The Gospel of John (2:1-11) records that Jesus attended a wedding at Cana in Galilee, where turned water into wine, owing to a lack of the latter. A 1975 book (D. Joyce, The Jesus Scroll) suggested that this was Jesus’s own wedding, to Mary Magdalene. This idea seems to have been around for some years previously – David V. Barrett tells me that he thinks the Jesus-Magdalene marriage was hypothesized in the nineteenth century – but Joyce rather irritatingly said that his sources were books that he had consulted in libraries without bothering to record their authors or titles. Anyway, to most members of the public it was a new idea. Lincoln and his friends stated that the Magdalene came from the tribe of Benjamin, without explaining how they knew this.

It is hard to see why this, if true, should matter. In the Catholic Church priests, who are supposed to represent Jesus on earth, must be celibate; but in the Orthodox Church priests are required to be married.

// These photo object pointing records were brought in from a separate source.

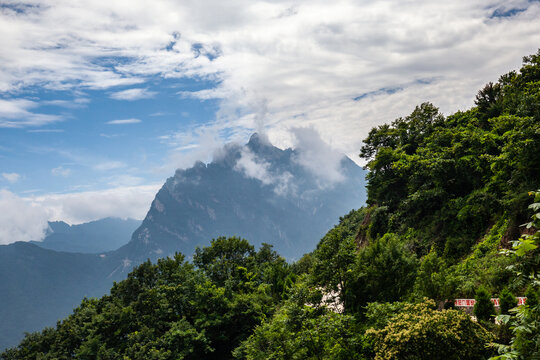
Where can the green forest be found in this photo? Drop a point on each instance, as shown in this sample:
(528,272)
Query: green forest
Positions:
(453,211)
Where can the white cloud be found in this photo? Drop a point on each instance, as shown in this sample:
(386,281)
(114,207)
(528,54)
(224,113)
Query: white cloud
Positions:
(195,144)
(306,61)
(20,220)
(318,157)
(79,207)
(61,171)
(15,113)
(133,94)
(123,121)
(256,168)
(11,177)
(109,165)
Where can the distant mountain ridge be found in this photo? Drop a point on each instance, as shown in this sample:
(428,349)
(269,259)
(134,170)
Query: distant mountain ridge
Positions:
(94,237)
(285,205)
(256,191)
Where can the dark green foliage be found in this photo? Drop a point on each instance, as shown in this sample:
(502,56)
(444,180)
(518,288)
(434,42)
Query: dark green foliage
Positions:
(446,180)
(302,331)
(532,296)
(483,308)
(445,195)
(384,271)
(507,301)
(170,310)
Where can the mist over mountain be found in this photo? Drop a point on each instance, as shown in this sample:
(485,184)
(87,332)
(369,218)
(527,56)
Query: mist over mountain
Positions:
(258,192)
(255,191)
(93,237)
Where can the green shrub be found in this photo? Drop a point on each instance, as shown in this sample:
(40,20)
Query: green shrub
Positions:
(507,301)
(483,308)
(421,332)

One cannot make deductions about Jesus from this.

Many great religious teachers have had offspring, and in some cases their subsequent lineage can be traced, but this is not usually regarded as of much importance. The birthplace of Confucius (died 497 BC), the founder of the Confucian religion of China, is now a temple complex. Some of his descendents act as tourist guides. (See A Visit to Confucius’ Home Town, New World Press, Beijing, 1986.)